Dharshana Eswaran wrote:
On 3/9/07, John W. Krahn <[EMAIL PROTECTED]> wrote:

Chas Owens wrote:

[snip]
               (
                       \w+ |
                       \d+ |
                       0x[a-fA-F0-9]

That only matches a single hexadecimal digit, you probably want
0x[a-fA-F0-9]+
instead.


>                )                     # capture a word, int, or hex
>                \s*                   # optional spaces
>                (?:
> ( # capture the various int operators
>                                [+-|^*/%] |

                                 [+-|^&*/%] |


>                                <<        |
>                                >>
>                        )

What about:

TOKEN & ~TOKEN

Or:

TOKEN * -TOKEN

:-)

[snip]

Thank you for the suggestions.
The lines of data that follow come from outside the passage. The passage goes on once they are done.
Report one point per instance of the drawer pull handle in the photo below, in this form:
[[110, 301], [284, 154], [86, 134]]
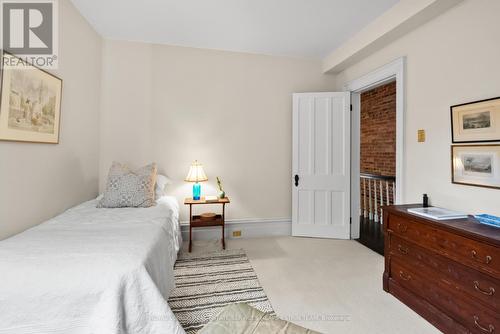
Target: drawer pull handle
[[489, 329], [487, 258], [404, 276], [402, 228], [402, 249], [490, 292]]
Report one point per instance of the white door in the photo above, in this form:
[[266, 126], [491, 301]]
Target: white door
[[321, 165]]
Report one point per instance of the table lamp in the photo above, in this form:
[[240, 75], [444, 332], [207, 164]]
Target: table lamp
[[196, 174]]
I tried both ways.

 0x[a-fA-F0-9]

That only matches a single hexadecimal digit, you probably want
0x[a-fA-F0-9]+
instead.

When i tried Chas's idea, without this correction itself i could get the hex
values more than a digit.

But i did not understand the below lines mentioned by John.
What about:

TOKEN & ~TOKEN

Or:

TOKEN * -TOKEN

:-)

Can you please explain it?

Thanks once again for the immediate response.

Hi Dharshana

The reason your version works is that Chas has coded

(\w+|\d+|0x[a-fA-F0-9])

and something like 0x0011 will be matched fine with \w+. In fact anything that
matches either \d+ or 0x[a-fA-F0-9]+ will also match \w+ so there is no point
in putting them in.

What John means is that perhaps the expression could be a bit mask - the base
value ANDed with the bitwise negation of the modifier. This is common in
setting up optiohn bitmaps or similar. Or the base could be multiplied by
minus the modifier - which as far as I can tell is completely useless (he does
put a smiley in here!). In my solution I assumed that the modifier would
always be added or ORed into the base and so the operator was irrelevant. You
also said that you didn't need the operators extracting from the definitions.